Once we reach Mrs. Stanton, we immediately knew that we were in the right place. Her tomb is decorated with roses, sunflowers, large bouquets, American flags, buttons, and letters. Next to her grave was a sign where guests could place their “I Voted” stickers. There are dozens of stickers already left from previous guests. The crowd surrounding Mrs. Stanton was almost entirely female. We were all misty-eyed and sentimental. One by one, we all placed our stickers on her sign as if to say “I voted, thanks to you.” One by one, we paid our respects and returned to the regular world. My friend and I were lucky to be left alone at Mrs. Stanton’s graveside for a few moments.
As I stood in front of Mrs.Stanton’s tombstone, a few lines from her Declaration of Sentiments repeated themselves in my head:
“We hold these truths to be self-evident; that all men and women are created equal.”
“Now, in view of this entire disfranchisement of one-half the people of this country…we insist that they have immediate admission to all the rights and privileges which belong to them as citizens of these United States.”
“In entering upon the great work before us, we anticipate no small amount of misconception, misrepresentation, and ridicule; but we shall use every instrumentality within our power to effect our object.”
After a few moments of internalizing all that Elizabeth Cady Stanton and her sister suffragettes endured to win the vote for women, my friend and I quietly sang a few bars of Sister Suffragette from Disney’s Mary Poppins before we made the decent back down the hill:
“Our daughters’ daughters will adore us
And they’ll sing in grateful chorus
‘Well done, Sister Suffragette.'”
I laughed at first, but then I heard the lyrics echo in my mind and I walked away with tears in my eyes. I was immediately overcome with gratitude.
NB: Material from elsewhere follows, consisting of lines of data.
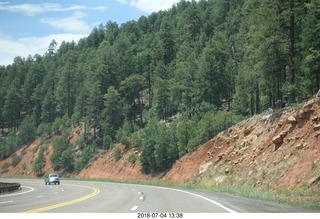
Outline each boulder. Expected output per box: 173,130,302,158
272,135,283,145
309,175,320,186
312,116,320,122
287,116,297,124
272,131,288,150
314,124,320,131
295,142,305,150
303,99,316,110
199,162,213,174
The last few hours have admittedly sobered me from the euphoric feeling I had while paying my respects at the graveside of Elizabeth Cady Stanton. However, while the somber cloud that was hanging over New York this morning is drastically different than the day before, there is still a different, indescribable feeling that lingers from yesterday’s events. It feels somewhat like pride, but with a bittersweet aftertaste. I feel honored that I had a say in this election at all. Less than 100 years ago, American women were voiceless. They had no right to their wages, their children, or their opinions. These rights were surrendered to them at no small cost. Women across the world have been ridiculed, jailed and battered in their fight for these rights. I do not take my right to vote lightly.
Although my participation in this election may not have yielded the outcome that I would have chosen, I refuse to turn myself against those who are pleased with the outcome. I refuse to shut myself off from them or feel any disdain towards them. If yesterday has taught me anything, it is that we must be prepared to recognize the rights that are now at risk and be willing to engage in conversation about these rights. We must also be willing to “use every instrumentality within our power to effect our object.” We must be willing to become a new generation of suffragettes with new objectives and a renewed preparedness to stand for each other.
As the new suffragettes, we must not divide ourselves by gender, race, religion, or by any other standard. Instead, we must be willing to admit that we do not know each other and listen to what do not know about each other. We must be willing to learn how to serve one another better. We must be willing to take actions that benefit those who are hurting or in danger, even if it makes our daily lives less comfortable. We must not leave or forsake this country during this time of need. We must be willing to do more than we have done in the past. Whether you are thrilled, content, relieved, or disheartened by Decision 2016, look inside yourself and decide your role in the new era of this country. Be a new suffragette.